Role of the normal gut microbiota: http://www.ncbi.nlm.nih.gov/pmc/articles/PMC4528021/

https://en.wikipedia.org/wiki/Australopithecus_sediba

http://www.pbs.org/wgbh/nova/next/ancient/new-ancient-hominid-skeleton-found-in-south-africa/

 

And the meek shall inherit the Earth…

As a human being living on Planet Earth, I sometimes ponder where my species fits in to the planet’s ecosystem. I know, it’s not really a normal thought, and it might be more entertaining to see what one of the Kardashians wore yesterday (Who? LOL) but as the author of The Symbiont Factor I really do think about such things. You see, from a physics point of view (yes, I was initially an engineering major before biology) this planet really only has one source of incoming energy to keep “the circle of life” going. That incoming source of energy is of course sunlight. Only photosynthetic organisms can convert sunlight into biomass that is usable by other life forms such as humans.

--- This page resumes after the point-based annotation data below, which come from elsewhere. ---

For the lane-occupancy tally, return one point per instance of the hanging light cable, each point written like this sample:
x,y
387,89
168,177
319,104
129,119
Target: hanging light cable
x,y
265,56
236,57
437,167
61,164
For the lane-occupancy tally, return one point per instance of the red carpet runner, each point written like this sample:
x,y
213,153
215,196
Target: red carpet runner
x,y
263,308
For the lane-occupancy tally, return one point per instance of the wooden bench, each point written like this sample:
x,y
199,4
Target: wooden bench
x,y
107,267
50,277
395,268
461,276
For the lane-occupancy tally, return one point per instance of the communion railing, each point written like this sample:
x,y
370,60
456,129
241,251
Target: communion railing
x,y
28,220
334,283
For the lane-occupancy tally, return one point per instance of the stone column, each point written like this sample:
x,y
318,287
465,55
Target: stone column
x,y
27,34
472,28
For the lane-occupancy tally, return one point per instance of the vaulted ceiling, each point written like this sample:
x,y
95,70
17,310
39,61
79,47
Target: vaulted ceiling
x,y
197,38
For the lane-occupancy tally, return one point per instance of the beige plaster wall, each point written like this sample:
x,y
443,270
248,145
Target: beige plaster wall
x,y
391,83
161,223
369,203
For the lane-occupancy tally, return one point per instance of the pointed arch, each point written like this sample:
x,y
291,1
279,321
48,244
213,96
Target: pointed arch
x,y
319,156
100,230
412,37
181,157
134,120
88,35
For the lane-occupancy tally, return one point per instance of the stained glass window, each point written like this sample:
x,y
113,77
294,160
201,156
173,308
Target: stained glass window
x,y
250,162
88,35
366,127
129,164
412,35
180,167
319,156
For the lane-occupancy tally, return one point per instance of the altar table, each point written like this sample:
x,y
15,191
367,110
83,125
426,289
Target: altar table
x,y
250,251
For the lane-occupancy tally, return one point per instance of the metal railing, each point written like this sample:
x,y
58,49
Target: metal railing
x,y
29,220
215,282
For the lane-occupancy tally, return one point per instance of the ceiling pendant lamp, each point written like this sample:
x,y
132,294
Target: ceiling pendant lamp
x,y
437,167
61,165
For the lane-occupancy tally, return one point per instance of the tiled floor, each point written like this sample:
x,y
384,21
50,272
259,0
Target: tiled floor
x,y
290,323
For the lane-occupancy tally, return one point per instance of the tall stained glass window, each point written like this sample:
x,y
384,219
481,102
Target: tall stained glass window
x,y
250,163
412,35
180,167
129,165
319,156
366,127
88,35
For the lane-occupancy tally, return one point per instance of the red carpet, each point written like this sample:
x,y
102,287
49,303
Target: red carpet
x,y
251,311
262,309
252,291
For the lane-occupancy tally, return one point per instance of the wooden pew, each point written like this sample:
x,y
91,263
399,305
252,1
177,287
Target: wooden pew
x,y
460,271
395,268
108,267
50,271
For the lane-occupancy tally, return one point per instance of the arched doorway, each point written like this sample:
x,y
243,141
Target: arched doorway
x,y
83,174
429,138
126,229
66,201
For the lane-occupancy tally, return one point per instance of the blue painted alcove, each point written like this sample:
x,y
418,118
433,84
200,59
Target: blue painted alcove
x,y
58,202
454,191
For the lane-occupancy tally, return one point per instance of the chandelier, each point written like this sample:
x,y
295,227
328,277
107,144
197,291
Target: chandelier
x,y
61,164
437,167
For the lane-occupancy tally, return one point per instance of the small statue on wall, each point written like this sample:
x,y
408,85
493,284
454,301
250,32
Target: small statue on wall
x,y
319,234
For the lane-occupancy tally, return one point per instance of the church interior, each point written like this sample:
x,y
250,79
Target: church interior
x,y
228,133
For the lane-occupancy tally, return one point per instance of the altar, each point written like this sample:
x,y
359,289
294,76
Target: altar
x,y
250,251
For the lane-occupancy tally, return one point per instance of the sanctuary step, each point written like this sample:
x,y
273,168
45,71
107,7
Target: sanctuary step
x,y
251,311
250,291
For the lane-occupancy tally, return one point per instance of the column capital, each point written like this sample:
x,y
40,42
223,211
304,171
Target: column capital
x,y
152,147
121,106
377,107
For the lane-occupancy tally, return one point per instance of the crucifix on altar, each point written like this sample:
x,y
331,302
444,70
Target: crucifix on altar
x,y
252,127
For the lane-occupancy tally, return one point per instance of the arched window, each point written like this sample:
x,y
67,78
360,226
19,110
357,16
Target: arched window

Photosynthetic organisms are all some version of a plant, simple or complex. Yes, cyanobacteria and algaes, it could be argued, are not plants-but they have chlorophyll and they photosynthesize, so they could for this purpose be grouped as “plants” in a looser way of thinking.

Here’s where things get interesting, because the only organisms which can digest cellulose are bacteria. The only remaining photosynthetic organisms are cyanobacteria, which are bacteria. It is therefore accurate to say that the processing of all “incoming energy” beyond the plant is dependent on bacteria. Think about it for a moment-termites cannot digest wood fiber, being completely dependent on their microbiome (gut bacteria!) to digest it. The same thing can be said of any other organism on the planet which eats plant material! Cows, horses, rabbits-all depend on a complex gut microbiome to digest plant fiber. We humans also depend on our gut bacteria to digest plant fiber. Nothing can digest plants without the aid of bacteria.

Why is this important? The above discussion should point out that without bacteria there could not be much life beyond the plant world and cyanobacteria. Indeed, some researchers have stated the belief that cyanobacteria may have been the first organisms on the planet, with complex groups evolving into what we see as plants and algaes today. Our present life form would not exist if it were not for our symbiont bacteria. Symbiont organisms, as explained in The Symbiont Factor, have provided us with a fast acting rapid evolution capability that has aided our survival and permitted our continued development. These symbiont organisms guide the development of our brain, endocrine system, and immune system. Without a balanced microbiome we cannot develop normally. Our microbiome greatly enhances our ability to cope with famine, stress, or immune challenges without having to resort to inter-generational evolution. The microbiome has at least 100x the gene count as our human cells and can change the activation of those genes (and our own!) to help us adapt and survive.

When you consider the above discussion and realize that we are routinely destroying our internal microbiome as well as the planet’s microbiome, it should be food for thought that our present level of function at the top of the food chain may be more precarious that we believe. The delicate microbial balance that allows our brain and body to function at a high level is easily disturbed by poor nutrition (think McDonald’s) and high levels of antibiotics from both medicinal use and residues in meats, as well as other factors discussed in my book. Learning the importance of the microbiome is essential to understanding life itself!